I have a model that I would like to use with ~200,000 different but identical data sets (measurements of ~200,000 different stars). I would like to run sampling on all of these objects, so to have this execute in finite time I’m trying to run this on our compute cluster over ~10 notes (each with 40 cores). The way I’ve structured my code, I construct the model and read in the data on the main process, then use MPI to send batches of data + the model to each worker process. On each worker, I then iterate through the batch of data and use pm.set_data(...)
to set the few star-specfic observables before running.
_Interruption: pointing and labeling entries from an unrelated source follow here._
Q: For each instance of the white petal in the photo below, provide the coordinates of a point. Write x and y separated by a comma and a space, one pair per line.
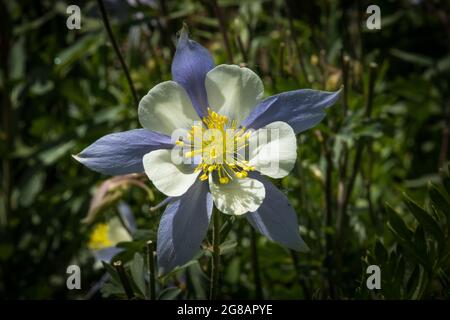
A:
117, 233
169, 178
166, 107
273, 149
237, 197
233, 91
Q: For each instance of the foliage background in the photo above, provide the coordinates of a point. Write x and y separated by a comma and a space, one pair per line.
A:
63, 89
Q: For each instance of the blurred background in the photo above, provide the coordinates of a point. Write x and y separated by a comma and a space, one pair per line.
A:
370, 185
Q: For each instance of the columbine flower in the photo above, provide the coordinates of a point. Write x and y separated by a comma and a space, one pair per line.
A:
106, 235
225, 97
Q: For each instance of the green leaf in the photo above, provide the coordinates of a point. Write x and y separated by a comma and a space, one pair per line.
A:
425, 219
381, 253
440, 201
112, 272
397, 224
413, 58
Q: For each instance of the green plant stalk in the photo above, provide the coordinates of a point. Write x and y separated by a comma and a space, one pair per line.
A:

But this isn’t working for me because a large fraction (but not all) of the workers die when Theano tries to use subprocess.Popen
to compile the model with the new data (I think):
Traceback (most recent call last):
File "/mnt/ceph/users/apricewhelan/projects/schwimmbad/schwimmbad/mpi.py", line 81, in __init__
self.wait()
File "/mnt/ceph/users/apricewhelan/projects/schwimmbad/schwimmbad/mpi.py", line 135, in wait
result = func(arg)
File "run-mixmodel.py", line 40, in worker
model = helper.get_model(**model_kw)
File "/mnt/ceph/users/apricewhelan/projects/cuddly-system/scripts/model.py", line 124, in get_model
M = pm.Data('M', np.eye(3))
File "/mnt/home/apricewhelan/.local/lib/python3.7/site-packages/pymc3/data.py", line 547, in __new__
shared_object.dshape = tuple(shared_object.shape.eval())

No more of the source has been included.